Baden in Bergbächen, Rafting-Boote in Stromschnellen, Touristen durchstreifen Canyons, die sie normal nie hätten erreichen können. Ist das gut für die Umwelt? Oder schadet der Wassertourismus in den Bergen der Umwelt? Outdoor-Unternehmen als Anbieter von geführten Touren haben in der Regel ein sehr hohes Bewusstsein für ihre Region. "Wir haben eine große Verantwortung gegenüber der Umwelt," erläutert Dion Adams, der Inhaber und Leiter von Base Camp in Lofer. "Und wir sind und dieser bewusst. Ich glaube aber, wir können etwas positives leisten, nämlich ein Umweltbewusstsein überhaupt erst einmal zu fördern." Viele Touristen kommen recht unbedarft zu einer Tour - sei es nun auf dem Raft oder im Canyon - und erleben Natur dabei plötzlich sehr bewusst.

Faktor Hochwasser
Fakt ist: Ein Canyon und das Umfeld eines Wildbaches werden beständig natürlichen Veränderungen unterworfen. Vor allem Hochwasser, das bei Bergflüssen öfters auftritt, führt zu durchaus heftigen Eingriffen. Natürlich wird eine touristische Gruppe darauf achten müssen, Abfälle nicht einfach wegzuwerfen und sich entsprechend zu verhalten. Beim Canyoning ist es notwendig, Sicherheitshaken zum Klettern und Abseilen in der Wand zu befestigen - ein Kritikpunkt von Umweltschützern. Doch ob dieser Eingriff schwerer zu bewerten ist, als die Folgen eines Hochwassers, bleibt diskussionswürdig. Andere Bedenken haben Fischereiunternehmer, die sich um ihre Fischgründe sorgen.

Natur erleben
Was ist der richtige Weg im Umgang von Mensch und Natur? Es wäre sicher der falsche Weg, sich aus den schönsten Gegenden unseres Planeten zurückzuziehen. Wer mit der Natur leben und sie erleben will, der muss sie auch erreichen können. "Wir wollen Natur vermitteln und sie den Menschen schmackhaft machen," meint Dion Adams und ergänzt: "Wenn ich sehe, mit welchem Lächeln auf dem Gesicht unsere Gäste aus manch einer Tour herauskommen, dann ist das schon eine Bestätigung für uns." Zehn Verhaltensregeln für umweltbewussten Wassersport hat das Bayerische Staatsministerium für Umwelt veröffentlicht. Speziell für Canyoning hat die Europäische Canyoning-Kommission (CEC) einen Verhaltenskodex aufgestellt.
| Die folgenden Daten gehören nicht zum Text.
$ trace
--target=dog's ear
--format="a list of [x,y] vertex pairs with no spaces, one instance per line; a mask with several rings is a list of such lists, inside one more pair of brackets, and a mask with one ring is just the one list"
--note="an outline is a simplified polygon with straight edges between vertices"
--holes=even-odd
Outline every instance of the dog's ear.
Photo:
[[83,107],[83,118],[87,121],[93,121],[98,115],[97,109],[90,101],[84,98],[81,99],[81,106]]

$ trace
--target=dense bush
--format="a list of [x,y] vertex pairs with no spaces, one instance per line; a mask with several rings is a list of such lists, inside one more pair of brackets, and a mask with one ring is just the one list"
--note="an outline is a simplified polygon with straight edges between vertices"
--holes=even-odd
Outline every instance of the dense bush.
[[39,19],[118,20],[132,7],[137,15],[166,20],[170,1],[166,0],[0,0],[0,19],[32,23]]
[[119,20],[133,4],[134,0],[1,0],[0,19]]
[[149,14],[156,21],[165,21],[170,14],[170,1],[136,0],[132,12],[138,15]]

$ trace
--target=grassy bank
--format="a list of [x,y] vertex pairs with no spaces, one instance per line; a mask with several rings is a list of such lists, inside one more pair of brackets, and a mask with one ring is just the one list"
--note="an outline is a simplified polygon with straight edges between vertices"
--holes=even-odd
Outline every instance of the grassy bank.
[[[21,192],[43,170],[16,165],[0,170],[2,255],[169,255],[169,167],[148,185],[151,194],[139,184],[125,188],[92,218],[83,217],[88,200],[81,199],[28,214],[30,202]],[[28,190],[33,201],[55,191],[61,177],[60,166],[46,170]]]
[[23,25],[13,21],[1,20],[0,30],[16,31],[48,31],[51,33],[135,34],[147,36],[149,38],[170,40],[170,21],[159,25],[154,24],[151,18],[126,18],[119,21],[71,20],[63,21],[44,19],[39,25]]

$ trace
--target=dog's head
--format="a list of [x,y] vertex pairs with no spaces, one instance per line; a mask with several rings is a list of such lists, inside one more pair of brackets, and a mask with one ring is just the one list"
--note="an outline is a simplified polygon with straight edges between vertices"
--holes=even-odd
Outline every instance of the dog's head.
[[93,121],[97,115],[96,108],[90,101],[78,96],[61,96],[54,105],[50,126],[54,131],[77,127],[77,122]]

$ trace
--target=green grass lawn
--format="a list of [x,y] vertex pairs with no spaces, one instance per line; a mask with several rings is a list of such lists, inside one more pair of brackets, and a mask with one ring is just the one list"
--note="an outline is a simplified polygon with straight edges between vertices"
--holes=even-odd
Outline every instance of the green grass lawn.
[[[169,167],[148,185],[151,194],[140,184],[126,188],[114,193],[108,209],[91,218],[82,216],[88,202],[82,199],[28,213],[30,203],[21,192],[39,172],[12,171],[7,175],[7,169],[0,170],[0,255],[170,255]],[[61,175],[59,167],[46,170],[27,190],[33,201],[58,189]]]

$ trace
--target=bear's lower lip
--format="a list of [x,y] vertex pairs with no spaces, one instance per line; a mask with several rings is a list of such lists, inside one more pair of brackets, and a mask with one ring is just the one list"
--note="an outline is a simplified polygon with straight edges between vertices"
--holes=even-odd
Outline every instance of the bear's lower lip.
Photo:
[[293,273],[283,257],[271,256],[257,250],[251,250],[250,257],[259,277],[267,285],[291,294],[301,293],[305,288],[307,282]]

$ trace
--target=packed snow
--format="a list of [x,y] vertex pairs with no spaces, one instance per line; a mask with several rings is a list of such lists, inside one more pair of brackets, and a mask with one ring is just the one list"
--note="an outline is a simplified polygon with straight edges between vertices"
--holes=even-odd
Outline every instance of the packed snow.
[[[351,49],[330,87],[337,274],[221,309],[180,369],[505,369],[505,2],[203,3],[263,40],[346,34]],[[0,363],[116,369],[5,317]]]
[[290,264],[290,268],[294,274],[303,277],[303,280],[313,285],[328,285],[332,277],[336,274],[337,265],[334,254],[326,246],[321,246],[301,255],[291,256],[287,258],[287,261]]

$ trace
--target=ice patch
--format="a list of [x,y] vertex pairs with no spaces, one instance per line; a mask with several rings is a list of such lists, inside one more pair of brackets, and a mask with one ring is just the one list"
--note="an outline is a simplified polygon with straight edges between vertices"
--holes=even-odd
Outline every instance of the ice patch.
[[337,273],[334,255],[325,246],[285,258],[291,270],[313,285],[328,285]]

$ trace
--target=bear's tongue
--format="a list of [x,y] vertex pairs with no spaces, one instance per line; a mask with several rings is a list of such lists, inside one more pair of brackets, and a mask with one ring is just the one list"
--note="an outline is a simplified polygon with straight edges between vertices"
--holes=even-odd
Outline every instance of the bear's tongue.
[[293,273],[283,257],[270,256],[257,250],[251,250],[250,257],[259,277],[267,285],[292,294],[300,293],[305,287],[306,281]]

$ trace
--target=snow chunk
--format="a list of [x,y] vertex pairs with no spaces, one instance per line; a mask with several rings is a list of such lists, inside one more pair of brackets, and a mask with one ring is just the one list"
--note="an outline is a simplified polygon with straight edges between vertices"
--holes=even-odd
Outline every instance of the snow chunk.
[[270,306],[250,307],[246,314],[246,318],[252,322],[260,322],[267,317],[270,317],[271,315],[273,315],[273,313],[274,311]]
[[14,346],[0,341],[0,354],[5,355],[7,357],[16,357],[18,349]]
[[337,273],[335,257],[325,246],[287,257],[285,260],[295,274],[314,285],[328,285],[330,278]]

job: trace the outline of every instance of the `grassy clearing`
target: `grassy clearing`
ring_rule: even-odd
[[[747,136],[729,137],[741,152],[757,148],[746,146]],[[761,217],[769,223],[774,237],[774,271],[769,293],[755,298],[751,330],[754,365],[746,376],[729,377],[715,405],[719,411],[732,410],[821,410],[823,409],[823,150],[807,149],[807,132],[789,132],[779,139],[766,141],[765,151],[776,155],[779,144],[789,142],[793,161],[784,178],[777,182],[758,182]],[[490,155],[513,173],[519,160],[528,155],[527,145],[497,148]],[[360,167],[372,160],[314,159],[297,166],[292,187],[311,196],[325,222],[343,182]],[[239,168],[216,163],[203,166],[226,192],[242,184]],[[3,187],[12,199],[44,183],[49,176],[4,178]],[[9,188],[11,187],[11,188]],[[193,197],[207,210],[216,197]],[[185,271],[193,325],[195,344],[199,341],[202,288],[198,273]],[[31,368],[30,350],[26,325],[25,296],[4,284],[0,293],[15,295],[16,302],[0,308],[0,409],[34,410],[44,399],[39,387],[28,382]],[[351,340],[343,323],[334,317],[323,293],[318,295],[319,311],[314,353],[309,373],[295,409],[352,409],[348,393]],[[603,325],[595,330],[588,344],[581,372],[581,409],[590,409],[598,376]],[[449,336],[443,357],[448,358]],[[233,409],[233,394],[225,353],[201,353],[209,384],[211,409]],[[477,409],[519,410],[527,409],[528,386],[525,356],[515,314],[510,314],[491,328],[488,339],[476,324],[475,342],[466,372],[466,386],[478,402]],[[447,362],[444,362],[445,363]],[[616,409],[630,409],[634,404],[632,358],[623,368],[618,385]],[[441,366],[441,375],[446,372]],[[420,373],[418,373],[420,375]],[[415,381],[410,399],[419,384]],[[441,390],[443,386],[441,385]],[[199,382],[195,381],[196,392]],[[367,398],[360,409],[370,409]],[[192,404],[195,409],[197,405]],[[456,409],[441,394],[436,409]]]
Studie stützt Umweltverträglichkeit von Canyoning
Um die Auswirkungen von Canyoning auf die Tier- und Pflanzenwelt der jeweiligen Schluchten zu untersuchen, wurde eine Studie vom Bayerischen Staatsministerium für Landesentwicklung und Umweltfragen, dem Deutschen Alpenverein DAV sowie der Tiroler Landesregierung durchgeführt. Die Ergebnisse weisen geringe ökologische Gefahren durch den Canyoningbetrieb nach. Der gesamte Bericht kann hier eingesehen werden. Diesen Resultaten schließen sich auch die Praktiker an: "Wo ein Mensch kommt, entsteht der Natur ein Schaden. Aber die Enflüsse von Rafting und Canyoning sind sicher vertretbar," sagt Andreas Voglstätter vom Motion Outdoor Center. "Die Natur ist unsere Basis. Nur solange sie intakt ist, können wir arbeiten."